The Ad Hominem icon by The School of Thought is licensed under CC BY 2.0,

cropped from their PDF download


Series Introduction

A logical fallacy is a flawed attempt at a logical argument. There are many different categories of logical fallacies and learning to recognize them is an indispensable part of anyone's critical thinking tool belt. Hardwired’s logical fallacy series is based on the work of The School of Thought, a non-profit providing free education resources on critical thinking, creative thinking, and philosophy. You can explore their awesome materials at yourlogicalfallacyis.com. I highly recommend ordering a deck of logical fallacy and cognitive bias cards. These are a great tool for sharpening your critical thinking skills and recognizing the biases that can skew your objectivity.

There is honestly no curriculum more important than how to think and most of us never learn this material in school. Sharpening our minds is as vital to our human potential as proper diet and exercise. It’s especially valuable to broader, societal health. Think of how much more we could learn from each other if our arguments had to stand on their own and our judgements were pointed only at fallacies in logic and reason, rather than at our perceived differences.


Critical thinking (that is, analyzing information objectively) takes practice. It may help to first write down what the actual argument is. Then look for and list evidence that both supports and contradicts the claim. Critical thinking requires that we explore all sides of an argument prior to drawing conclusions—and remember, there are often more than just two sides to an argument, despite how it might be framed in the media or by political theater. This can certainly be difficult, since as humans we’re predisposed to act on emotions and cognitive biases, recognizing patterns we’ve previously made conclusions about, and organizing our thoughts into bins as soon as we think them. Fear and emotions, in particular, are very instinctual reactions that may save us in fight or flight situations, but they can cause the parts of our brains responsible for logic and reason to be physically bypassed, at least until the event can be revisited objectively under calmer conditions.

Today's Logical Fallacy

The Ad Hominem card by The School of Thought is licensed under CC BY 2.0,

cropped from their PDF download

Literally translating to "to a person," ad hominem is one of the most commonly committed logical fallacies. Used frequently on cable news shows and in presidential debates, the ad hominem attack diverts attention from whatever argument was presented. Instead of thinking about the argument made, the audience (if not careful) is left wondering whether the person who made the argument can be trusted to give us information.

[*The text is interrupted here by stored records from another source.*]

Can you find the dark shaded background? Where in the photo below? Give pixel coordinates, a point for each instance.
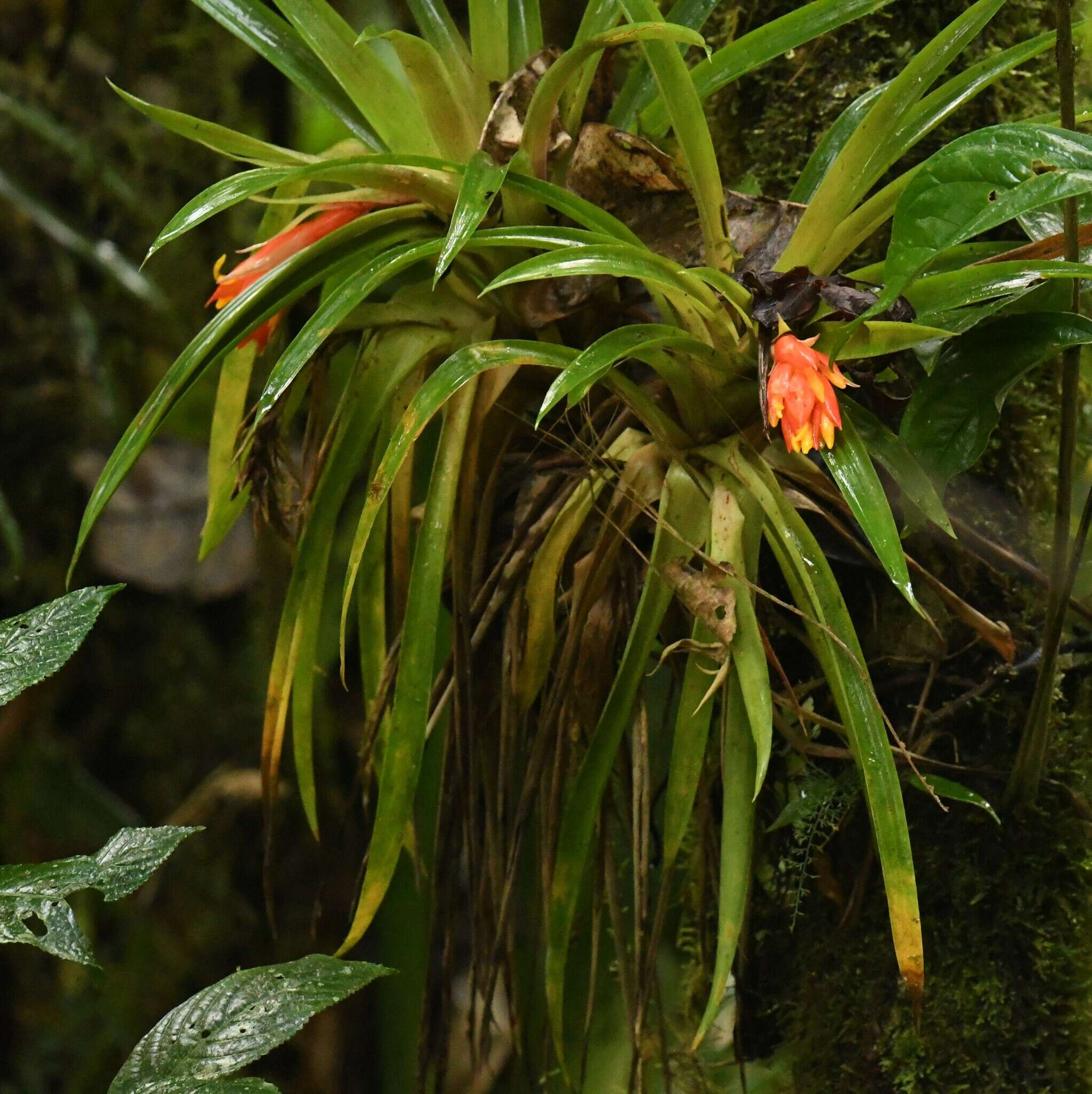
(159, 717)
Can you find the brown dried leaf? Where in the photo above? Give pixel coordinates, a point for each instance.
(704, 599)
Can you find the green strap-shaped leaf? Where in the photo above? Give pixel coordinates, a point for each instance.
(442, 99)
(683, 526)
(639, 88)
(263, 300)
(900, 462)
(977, 183)
(834, 640)
(737, 840)
(525, 31)
(541, 590)
(600, 358)
(383, 368)
(36, 644)
(832, 144)
(865, 157)
(388, 105)
(35, 894)
(238, 1021)
(381, 267)
(755, 49)
(410, 714)
(219, 138)
(489, 38)
(224, 504)
(268, 35)
(689, 121)
(953, 412)
(540, 118)
(482, 183)
(852, 468)
(956, 791)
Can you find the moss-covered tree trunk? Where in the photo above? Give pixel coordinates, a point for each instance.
(1006, 909)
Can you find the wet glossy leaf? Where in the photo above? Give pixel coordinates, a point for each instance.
(36, 644)
(977, 183)
(866, 157)
(953, 412)
(239, 1020)
(33, 908)
(835, 643)
(900, 462)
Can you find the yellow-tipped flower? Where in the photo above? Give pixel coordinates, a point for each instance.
(800, 394)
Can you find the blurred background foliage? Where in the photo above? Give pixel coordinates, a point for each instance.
(158, 718)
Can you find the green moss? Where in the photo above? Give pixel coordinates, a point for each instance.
(767, 124)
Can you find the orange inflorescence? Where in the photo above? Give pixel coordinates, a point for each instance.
(276, 251)
(800, 394)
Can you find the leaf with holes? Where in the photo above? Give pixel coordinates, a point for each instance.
(36, 644)
(33, 908)
(236, 1022)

Two important points to realize are that even a liar can make a valid argument and even someone with the best of intentions can make an invalid argument.

Therefore, the person’s character or intention does not determine whether the argument itself is true or false. The argument must be considered on its own merits if one is to consider it objectively.

In the example given above, Sam’s claims about Sally have nothing to do with her arguments toward a more equitable taxation system. He is attacking her character and casting doubt about her honesty to the audience.

Sometimes these character attacks are more subtle or indirect, which can make them harder to spot.

For instance, if Sam had said that Sally’s argument “sounded too good to be true” or that she was “good at making promises,” these statements aren’t direct attacks on her character, but they do imply that she won’t be able to follow through, which casts doubt on her abilities in much the same way.


Be on the lookout for this and other logical fallacies. The more you recognize them, the more you won’t be able to ignore them!